The Deceptive Nature of Averages

Do not put your faith in what statistics say until you have carefully considered what they do not say. ~William W. Watt

In a 2014 NYU study almost every participant rated their own driving skills as “above average.” It is, of course, impossible for the majority to be “above average.” Averages can be misleading, particularly when they are applied to complex systems. Think of the weather — how many days actually have high temperatures that are the exact long-term average number? Very few. Capital markets are a perfect example of this type of system, where the distribution of outcomes is broad and the shape of the curve exhibits “fat tails” — a higher probability of more extreme results than a normal distribution.

The Russell 3000 Index is a market cap-weighted index of the 3,000 largest stocks in the U.S. They represent about 98% of the investable U.S. equity market.
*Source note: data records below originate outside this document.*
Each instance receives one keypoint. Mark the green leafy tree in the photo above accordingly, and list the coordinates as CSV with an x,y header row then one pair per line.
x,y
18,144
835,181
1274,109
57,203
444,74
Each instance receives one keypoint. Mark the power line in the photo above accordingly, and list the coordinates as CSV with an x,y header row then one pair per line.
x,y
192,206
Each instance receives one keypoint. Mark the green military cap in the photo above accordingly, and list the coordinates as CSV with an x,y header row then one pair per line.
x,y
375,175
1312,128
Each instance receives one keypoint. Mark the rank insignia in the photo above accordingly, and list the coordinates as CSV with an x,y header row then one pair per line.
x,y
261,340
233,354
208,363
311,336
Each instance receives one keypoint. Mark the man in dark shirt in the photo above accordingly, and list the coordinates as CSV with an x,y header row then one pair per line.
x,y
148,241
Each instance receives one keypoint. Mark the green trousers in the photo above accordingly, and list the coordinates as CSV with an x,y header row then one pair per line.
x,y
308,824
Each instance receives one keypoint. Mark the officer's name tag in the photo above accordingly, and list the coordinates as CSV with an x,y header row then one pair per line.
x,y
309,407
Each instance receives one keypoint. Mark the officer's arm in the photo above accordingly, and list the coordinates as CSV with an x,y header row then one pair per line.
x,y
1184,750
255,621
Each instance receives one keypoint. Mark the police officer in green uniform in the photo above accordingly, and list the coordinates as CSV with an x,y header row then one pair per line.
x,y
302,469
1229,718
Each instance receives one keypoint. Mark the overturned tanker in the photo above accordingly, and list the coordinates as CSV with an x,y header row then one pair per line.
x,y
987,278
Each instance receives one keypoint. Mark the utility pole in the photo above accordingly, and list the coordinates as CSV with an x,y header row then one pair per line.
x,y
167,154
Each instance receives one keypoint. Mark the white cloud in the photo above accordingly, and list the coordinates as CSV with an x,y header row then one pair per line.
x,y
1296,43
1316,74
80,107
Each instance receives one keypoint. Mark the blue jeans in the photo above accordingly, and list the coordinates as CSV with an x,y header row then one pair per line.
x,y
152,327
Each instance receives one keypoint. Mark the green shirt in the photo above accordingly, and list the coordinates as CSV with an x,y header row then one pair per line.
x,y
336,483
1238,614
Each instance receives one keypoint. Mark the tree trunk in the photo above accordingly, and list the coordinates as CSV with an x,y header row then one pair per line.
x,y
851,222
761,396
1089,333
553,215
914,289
Over the past 25 years (1993-2017, inclusive), the average annualized return for the index has been 9.72%. So, how many annual periods would we expect to cluster around that number? How many times did the index return fall between 9% and 10% during any year? Zero, zip, nada. It never happened. In fact, the most common result was between 0% and 2%. This is the fallacy of examining an average with only a small number of data points and of using arbitrary calendar-year periods.

So, what happens if we look at more data? Let’s examine rolling 12-month time periods. There are now 289 observations, and we find the annualized return falls within 9% and 10% a bit more often — about 2.4% of the time. Still, likely a lot less than what most of us would expect — and, the distribution of returns still looks nothing like a bell curve.